Here are seven things you can do to get your financial house in order.
First: Organize Your Spending
It’s really no fun to sit down and go over finances. But the willingness to perform and audit, to see where your money is going and then evaluate those choices, is the start of something big. Pull your bank statements and/or credit card statements for the last twelve months, get out a pack of bright colored highlighters, and organize your spending into categories. Prioritize things! Be sure to pay yourself first with a direct deposit into savings and retirement accounts.
Second: See Yourself Bigger
One of your largest assets is your earning power. Almost everyone has certain skills or interests that come naturally. Believe in yourself a little more. Start small and convert that skill or interest into a revenue stream. Some of the most successful people begin modestly with something that they have a passion for.
Look for ways to add value to your work, and don’t be afraid to ask for a raise or bonus for your contributions. If you are not being paid what you are worth, then see what other opportunities may be available to you.
Third: There’s Gold in Them Thar Hills, uhm, Closets!
Ever play hide and seek? Sure you have. It’s time to play it again. But this time you are going to find stuff that is hiding right under your nose. Look for old cameras, furniture, clothing, knick-knacks: anything that you can list on Craigslist or EBay. Hundreds and sometimes thousands of dollars are hiding in the nooks and crannies throughout your house.
Also, pay your folks or the in-laws a visit. They may have saved a lot of that “old stuff” from your earlier years. Often these items are a gold mine you forgot you had. You can sell them and use that money for something that will bring you more enjoyment.
Fourth: Sharpen Your Investment Strategies
Your investments deserve a plan. A plan means you have made an intelligent decision about how much of your money should be in cash, equities, and bonds, and then within each of those categories which sub-class it should be in such as international equities, small cap, or emerging markets.
Managing your different accounts means that you rebalance them according to economic conditions so the right amount is in each category. If you have money in both pre-tax retirement accounts and after-tax brokerage accounts then it may make sense to put bonds in pre-tax accounts to make your portfolio is more tax efficient.

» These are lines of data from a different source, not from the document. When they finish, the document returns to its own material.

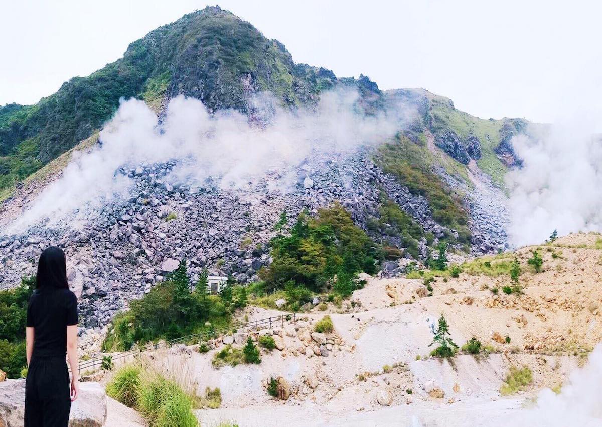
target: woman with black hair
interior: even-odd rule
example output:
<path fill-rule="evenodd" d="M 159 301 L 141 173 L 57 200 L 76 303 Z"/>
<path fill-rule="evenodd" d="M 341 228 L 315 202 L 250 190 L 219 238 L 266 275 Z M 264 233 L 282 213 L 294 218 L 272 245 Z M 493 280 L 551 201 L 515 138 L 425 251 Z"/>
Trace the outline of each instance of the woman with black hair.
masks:
<path fill-rule="evenodd" d="M 40 256 L 36 290 L 27 307 L 25 427 L 69 425 L 71 402 L 79 390 L 77 323 L 77 298 L 67 283 L 65 254 L 47 248 Z"/>

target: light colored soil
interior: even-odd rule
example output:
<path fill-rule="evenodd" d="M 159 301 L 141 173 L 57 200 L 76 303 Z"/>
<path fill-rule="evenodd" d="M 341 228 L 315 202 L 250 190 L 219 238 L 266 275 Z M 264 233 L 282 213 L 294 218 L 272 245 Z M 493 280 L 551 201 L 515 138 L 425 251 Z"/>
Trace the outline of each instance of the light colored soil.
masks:
<path fill-rule="evenodd" d="M 147 425 L 135 411 L 107 396 L 107 422 L 104 427 L 146 427 Z"/>
<path fill-rule="evenodd" d="M 205 354 L 172 349 L 157 357 L 169 361 L 166 365 L 186 367 L 199 393 L 208 386 L 220 388 L 222 407 L 197 411 L 203 426 L 225 421 L 240 427 L 502 427 L 509 425 L 505 421 L 522 419 L 523 406 L 532 402 L 538 391 L 566 384 L 569 373 L 586 362 L 589 351 L 602 338 L 598 238 L 594 234 L 574 235 L 553 245 L 519 249 L 517 255 L 524 271 L 522 296 L 501 291 L 509 284 L 507 276 L 462 273 L 447 282 L 439 278 L 432 283 L 433 296 L 424 297 L 417 293 L 423 287 L 420 279 L 371 277 L 342 306 L 329 305 L 326 312 L 314 309 L 298 315 L 296 324 L 285 322 L 284 350 L 262 350 L 261 364 L 216 369 L 211 361 L 219 349 Z M 544 258 L 544 271 L 538 274 L 530 272 L 527 263 L 530 251 L 536 247 Z M 489 290 L 494 287 L 500 289 L 497 297 Z M 341 343 L 340 349 L 327 357 L 308 358 L 307 334 L 325 313 L 335 326 L 328 336 Z M 442 314 L 459 345 L 476 337 L 494 352 L 459 355 L 451 359 L 430 357 L 431 326 Z M 253 308 L 244 314 L 253 320 L 280 313 Z M 291 328 L 297 329 L 291 334 L 296 336 L 285 333 Z M 495 332 L 510 337 L 510 343 L 494 341 Z M 385 365 L 391 367 L 389 372 L 383 372 Z M 512 366 L 529 367 L 533 381 L 526 390 L 502 397 L 500 387 Z M 314 390 L 306 385 L 311 375 L 318 382 Z M 279 376 L 291 385 L 291 395 L 286 402 L 266 393 L 265 380 Z M 433 385 L 443 392 L 442 399 L 427 393 Z M 392 397 L 389 406 L 377 402 L 382 390 Z M 580 427 L 602 425 L 600 418 L 588 414 L 583 419 Z M 513 425 L 522 427 L 516 422 Z"/>

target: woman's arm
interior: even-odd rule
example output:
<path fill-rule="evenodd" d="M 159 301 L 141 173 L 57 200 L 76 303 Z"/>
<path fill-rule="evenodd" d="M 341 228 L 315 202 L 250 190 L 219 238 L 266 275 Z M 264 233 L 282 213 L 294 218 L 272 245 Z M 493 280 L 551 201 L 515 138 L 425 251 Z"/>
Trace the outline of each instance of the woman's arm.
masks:
<path fill-rule="evenodd" d="M 79 393 L 79 372 L 77 368 L 77 325 L 67 326 L 67 357 L 71 366 L 71 401 L 77 399 Z"/>
<path fill-rule="evenodd" d="M 36 334 L 33 326 L 25 328 L 25 354 L 27 356 L 27 366 L 29 367 L 31 361 L 31 353 L 34 352 L 34 339 Z"/>

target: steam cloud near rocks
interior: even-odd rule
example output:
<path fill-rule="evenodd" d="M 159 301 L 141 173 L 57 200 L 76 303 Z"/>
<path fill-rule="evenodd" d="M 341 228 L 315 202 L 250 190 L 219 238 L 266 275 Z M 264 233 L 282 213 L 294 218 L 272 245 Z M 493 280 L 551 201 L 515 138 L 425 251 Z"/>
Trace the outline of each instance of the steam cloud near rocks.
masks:
<path fill-rule="evenodd" d="M 602 344 L 596 346 L 588 364 L 571 374 L 556 394 L 549 388 L 539 392 L 534 408 L 518 411 L 501 423 L 515 427 L 594 427 L 602 420 Z"/>
<path fill-rule="evenodd" d="M 542 242 L 559 235 L 602 229 L 602 144 L 593 121 L 565 118 L 532 125 L 512 144 L 524 161 L 509 172 L 510 242 Z"/>
<path fill-rule="evenodd" d="M 73 155 L 61 178 L 49 186 L 14 223 L 16 232 L 44 218 L 52 224 L 84 206 L 127 197 L 132 180 L 124 166 L 178 160 L 166 180 L 202 186 L 208 180 L 222 189 L 244 189 L 267 172 L 283 172 L 283 188 L 296 176 L 290 166 L 312 156 L 351 153 L 377 145 L 400 128 L 400 113 L 367 116 L 358 111 L 356 91 L 335 90 L 321 96 L 315 109 L 296 112 L 275 107 L 276 101 L 255 101 L 259 121 L 234 110 L 210 114 L 198 100 L 172 99 L 158 118 L 144 102 L 122 101 L 101 132 L 102 143 L 87 154 Z"/>

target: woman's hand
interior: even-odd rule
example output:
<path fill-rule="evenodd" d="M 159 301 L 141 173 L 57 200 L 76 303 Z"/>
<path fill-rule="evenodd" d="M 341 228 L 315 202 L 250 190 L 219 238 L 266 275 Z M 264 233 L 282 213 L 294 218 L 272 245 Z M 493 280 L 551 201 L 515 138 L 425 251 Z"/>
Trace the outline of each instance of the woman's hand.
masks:
<path fill-rule="evenodd" d="M 75 402 L 79 394 L 79 382 L 76 378 L 71 380 L 71 401 Z"/>

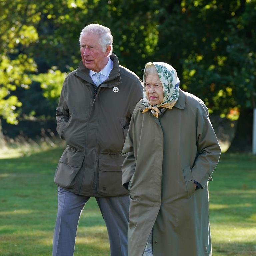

Fifth: Hire Professionals When Needed
Having certain things done for you is a solid strategy, especially when it means getting things done right. You can read books about investing and hunt and peck all your life for a little extra scratch in the soil. Or, you can look around, ask around, and find a great financial partner that has a history of maximizing investments.
When you know it needs to be done, but you aren’t going to get it done yourself, hire the right people to do it for you. Before you hire someone to get your finances in order, decide what you need from them. Financial planning, investment advice, and retirement planning are separate services. Talk to people you trust, determine which type of services you need, and interview several people before picking one. Go slow and don’t get talked into anything. Don’t play Russian Roulette with your money.
Sixth: Swab the Decks, Matey!
A ship is in order when its decks are clean. With finances, you may not enjoy some of the seemingly thankless tasks that constitute housekeeping. But keep house! A little discipline goes a long way. If you eat out once less per week and bank it, a simple little choice results in hundreds extra per year. See how much you can save. Then, if it makes sense to do so, snip off a portion of that as “mad money” and reward yourself with something modest but motivational that you really would not have expected to get under “business as usual.”
Seventh: Hit the Library
Hang up the video games, the online activities, the social media, or whatever else is stealing hours from your day. Give up something good to get something better. Apply yourself by reading, by learning something new. Find a way to apply it. Learning is a life-long process. You can increase your income and your savings by reading and committing to an ongoing process of learning. Choose a topic that will advance your career. Choose a subject that will advance or assist your fellow man. Give something back. You’ll feel a lot better about life and about yourself.